We stopped in Narok for nyama choma (roast meat) and sukuma wiki (sauteed collard greens) and experienced our first, pelting rainstorm, coming down like machine fire on the tin roof, quickly turning the red-brown roads into a clay-like mess. The storm soon passed and with renewed visibility the scenery turned a lush green as we gained elevation and neared the rolling, green hills of Kisii. The open, arid lands and rare signs of life that dominated our early afternoon had given way to fields of tea and maize, covered by the sprawling, cut-up leaves of banana trees.

It was hard to get a real sense of the layout as we arrived after dark, but Kisii was bigger than any town we had passed through. The streets were filled with people and there were lights (electricity!) dotting the landscape. A meal of "wet" Tilapia, sukuma wiki, chapati, and rice with vegetables was more than enough as we quickly scanned our surroundings and passed out, exhausted, from the drive toward Kenya's western border.

Nairobi

Settled into Nairobi easily. No matter where you are or, even, who is doing the greeting, being met at the airport just feels good. Here, a driver named George, just outside customs, held a printed sign for "Sarah and Armand Perry." There's a first for everything. One police checkpoint later -- looking for "thugs," George told us -- and with the sound of a few gunshots ringing as the guard opened the gate to Ben's apartment, we were done traveling for the day. Several samosas and a beer later we began to sleep our way into Nairobi time.

The next three days mixed work with exploring. On Sunday, we had a very Western and cheap breakfast at Java coffeehouse in the YaYa Centre near Ben's apartment.
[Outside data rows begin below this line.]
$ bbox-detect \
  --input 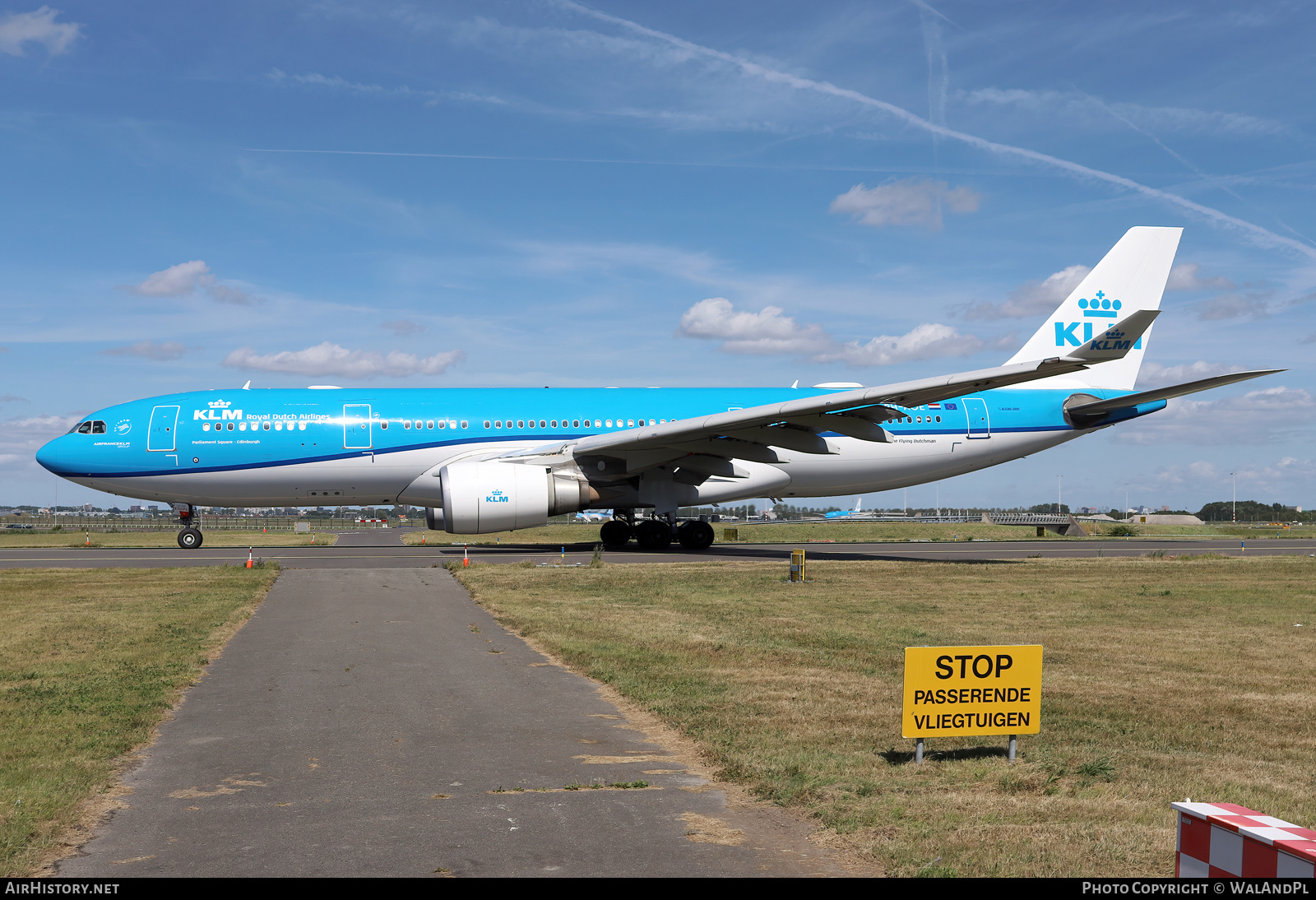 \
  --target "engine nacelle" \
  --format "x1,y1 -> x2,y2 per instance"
439,461 -> 597,534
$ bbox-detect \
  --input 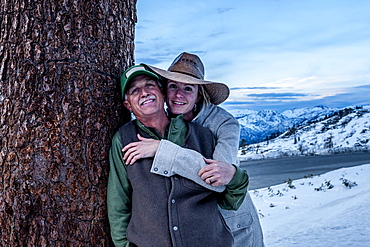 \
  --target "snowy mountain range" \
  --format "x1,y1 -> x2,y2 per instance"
230,106 -> 370,160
Afterwards, we explored a traveling Maasai market, made much easier than it should have been as 90% of the vendors were ensconced in a monthly meeting a hundred feet away. Items ranged from woodworking of native animals and oil on canvas paintings of Maasai to sandals made of used tires. An afternoon orientation included the local Kenyan resident, Wairimu, a tall, thin, impeccably postured Nairobian who speaks an especially gracious form of King's English. She is also going to Kisii for the first time and is leaving family, a boyfriend, and her second year resident class to do so. After the orientation we spent the afternoon at the Arboretum, which borders the State House (read: White House), where a dirt trail wound through beautiful and gigantic trees and dozens of gray-brown monkeys with bright blue balls played endlessly in the branches above.
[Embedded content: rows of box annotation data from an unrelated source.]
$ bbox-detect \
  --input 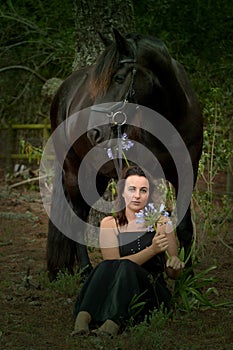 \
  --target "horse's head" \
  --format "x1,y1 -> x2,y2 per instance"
87,30 -> 187,146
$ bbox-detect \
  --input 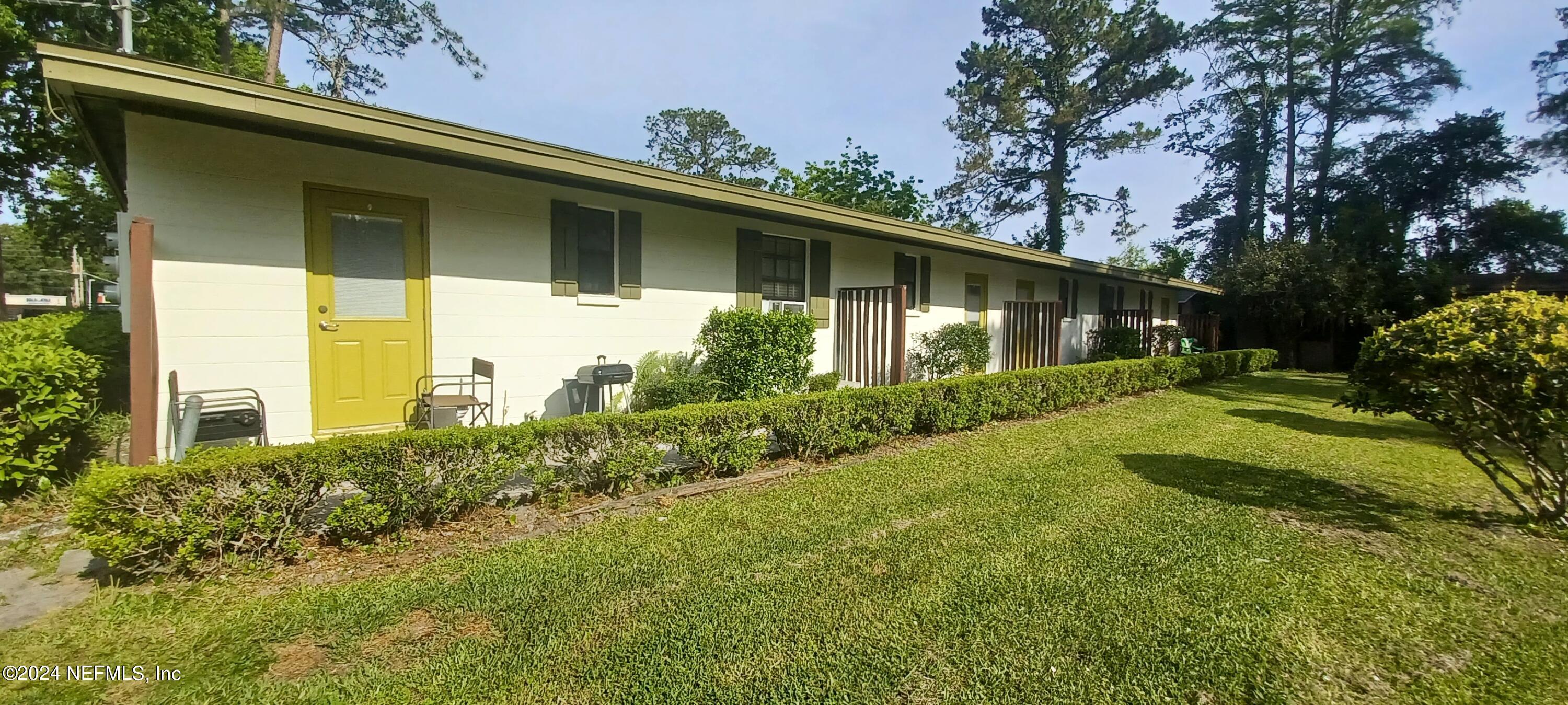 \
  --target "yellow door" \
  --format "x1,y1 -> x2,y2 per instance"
306,188 -> 430,434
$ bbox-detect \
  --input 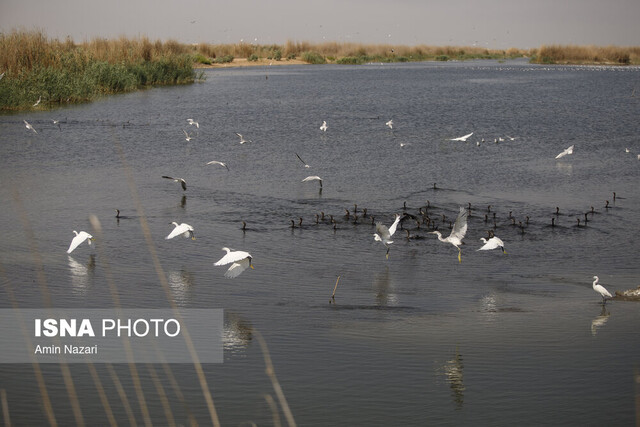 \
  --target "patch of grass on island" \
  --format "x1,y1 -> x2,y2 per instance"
0,31 -> 207,110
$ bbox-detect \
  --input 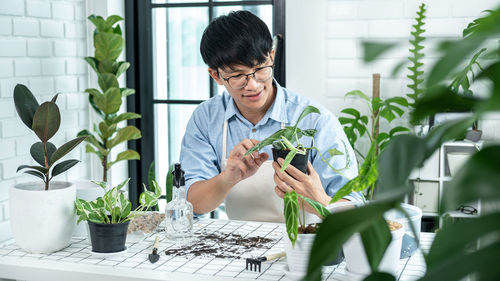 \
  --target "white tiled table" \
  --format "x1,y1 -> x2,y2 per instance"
0,220 -> 434,281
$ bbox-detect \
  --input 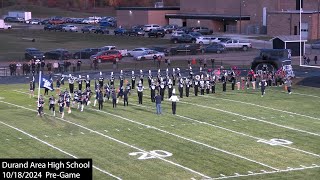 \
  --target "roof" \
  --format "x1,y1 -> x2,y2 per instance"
271,35 -> 307,42
116,6 -> 180,11
165,13 -> 250,21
Monday, Sarah had meetings with the local residents and staff, went on rounds and explored the main hospital in Nairobi. I took a matatu into town, cut through the University of Nairobi's campus, and headed to the National Museum. The campus felt like any other, with students filling a large, grassy quad. Two of the larger buildings were named "American" and "Ghandi." The bookstore, also named after Ghandi, featured a life-sized, bronzed statute of the man in the entryway. I headed for the law section and found mostly UK-based materials, although there were a few books on American criminal justice and a handful of texts on corruption in Kenya and the committee to develop a new constitution. I struggled to get an overview of Kenya's legal structure and didn't spot the familiar case-law based books I am so used to in the U.S..
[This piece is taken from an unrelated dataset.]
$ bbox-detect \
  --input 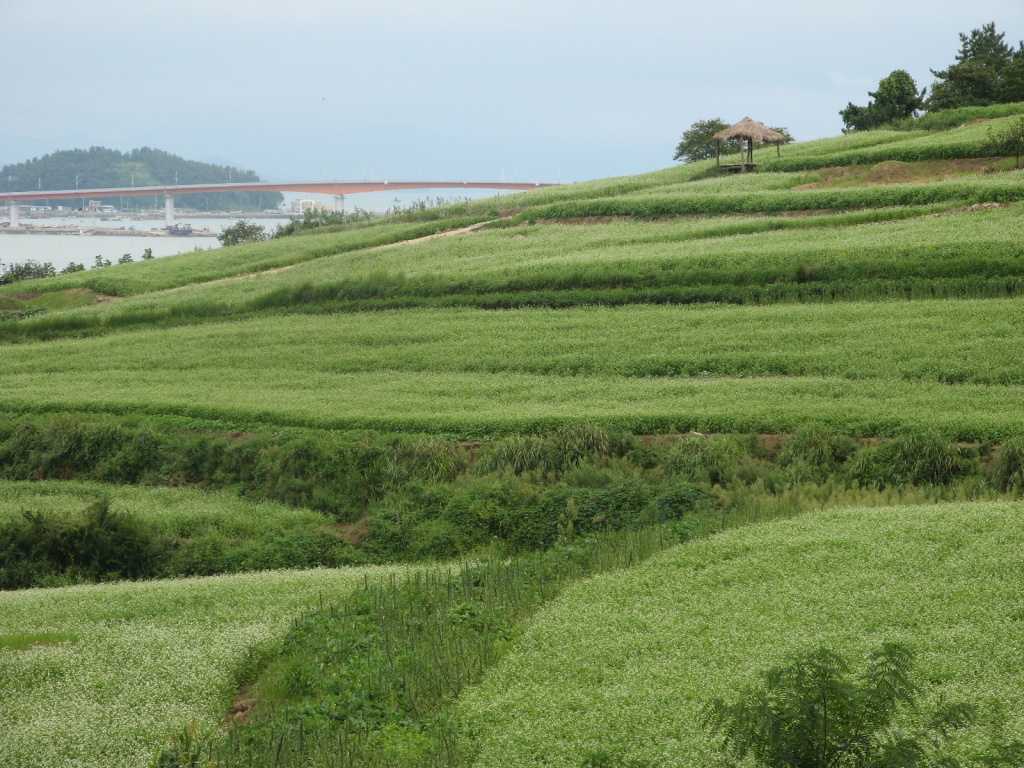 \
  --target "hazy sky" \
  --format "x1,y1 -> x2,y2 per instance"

Nairobi was hectic and dusty and congested; the buildings fewer and less modern than I expected; the markets focused more on plastic than local produce. The museum was a cool respite to all that noise as I wandered from exhibits displaying local artifacts to an impressively long room filled with nothing but taxidermied birds. The archeological exhibits were unquestionably the prize, though, with skulls and a few nearly complete skeletons of early hominids. Every piece in the room was found within Kenya's borders, including a 1.5 million year old skeleton of "Turkana Boy." The exhibits brought home Kenya's unique geographic position as the country in which man literally first stood upright and provided some much-needed context for the travels ahead.